By Tad Patzek: On the Green Queen’s Race


I wrote about the Red Queen’s race for diesel fuel here.

Tad Patzek today wrote about the Green Queen’s race for electricity.

Tad begins by pointing out that a recently update climate model is predicting more than 1 degree of additional warming than the previous model for our current CO2 levels. That’s bad news but seems consistent with what we observe every day in the news.

Then Tad gets to his main point:

…since 2004, the annual increases of total electricity consumption in the world have outpaced all electricity production by all PV arrays in the world…

This means that the Green Queen is not only not keeping up, she’s not even in the race. Except for one year, 2009, when the economy crashed.

Annual Electricity Change vs. Total PV Electricity

And we haven’t even begun to replace the other 84% of fossil energy that we use for non-electricity applications like heating, fertilizer, tractors, trucks, trains, ships, planes, mining, steel, cement, glass, etc..

Thus, there are no other paths but to shrink, shrink more and transit away from fossil fuels.

Once again I observe that facts don’t matter and denial defines our species.

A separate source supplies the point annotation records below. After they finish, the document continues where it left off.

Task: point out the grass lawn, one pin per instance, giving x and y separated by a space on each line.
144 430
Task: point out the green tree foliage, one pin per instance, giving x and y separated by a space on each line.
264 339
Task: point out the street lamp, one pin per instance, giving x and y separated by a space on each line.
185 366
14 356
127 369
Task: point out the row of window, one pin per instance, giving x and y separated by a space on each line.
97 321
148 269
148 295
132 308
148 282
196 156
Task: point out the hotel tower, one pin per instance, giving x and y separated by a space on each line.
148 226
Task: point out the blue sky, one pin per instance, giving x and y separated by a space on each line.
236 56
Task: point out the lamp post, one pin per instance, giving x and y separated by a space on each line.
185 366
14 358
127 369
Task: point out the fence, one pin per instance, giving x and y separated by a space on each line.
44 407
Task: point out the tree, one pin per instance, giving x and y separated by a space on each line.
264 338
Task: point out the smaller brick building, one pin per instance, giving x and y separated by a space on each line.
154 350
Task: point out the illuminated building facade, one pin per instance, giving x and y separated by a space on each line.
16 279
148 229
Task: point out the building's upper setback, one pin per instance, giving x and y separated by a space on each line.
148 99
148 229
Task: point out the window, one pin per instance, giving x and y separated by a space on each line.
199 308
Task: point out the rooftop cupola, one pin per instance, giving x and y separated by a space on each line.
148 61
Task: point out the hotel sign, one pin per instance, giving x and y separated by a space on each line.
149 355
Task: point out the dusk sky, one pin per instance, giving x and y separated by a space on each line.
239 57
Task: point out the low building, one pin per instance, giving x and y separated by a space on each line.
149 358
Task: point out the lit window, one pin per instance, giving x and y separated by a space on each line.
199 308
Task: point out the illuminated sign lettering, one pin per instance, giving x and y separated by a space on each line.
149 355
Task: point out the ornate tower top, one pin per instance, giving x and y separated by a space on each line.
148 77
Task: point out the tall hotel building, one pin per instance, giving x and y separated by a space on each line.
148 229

16 thoughts on “By Tad Patzek: On the Green Queen’s Race”

    1. Yes, the other essays by Patzek in this series are also good…

      Part 1: The New Green Revolution, a.k.a. The Grand Transition to… ??

      Part 2: Green New Deal

      Part 3: Green New Deal, How?

      Part 4: Green New Deal, Any Other Paths?


  1. I like David Attenborough because he makes great nature docs that in addition to teaching about a particular species always stress & demonstrate the 1st rule of ecology – everything is connected. I think many people have learned more about the ‘natural’ world from watching Attenborough docs than they learned all through k-12.

    Just sharing this from today because it’s on topic

    David Attenborough says it’s ‘extraordinary’ climate deniers are in power in Australia

    “Appearing before the UK parliament’s business, energy and industrial strategy committee on how to tackle the climate emergency, the celebrated broadcaster and natural historian was asked about claims people were overreacting to the threat of a climate emergency.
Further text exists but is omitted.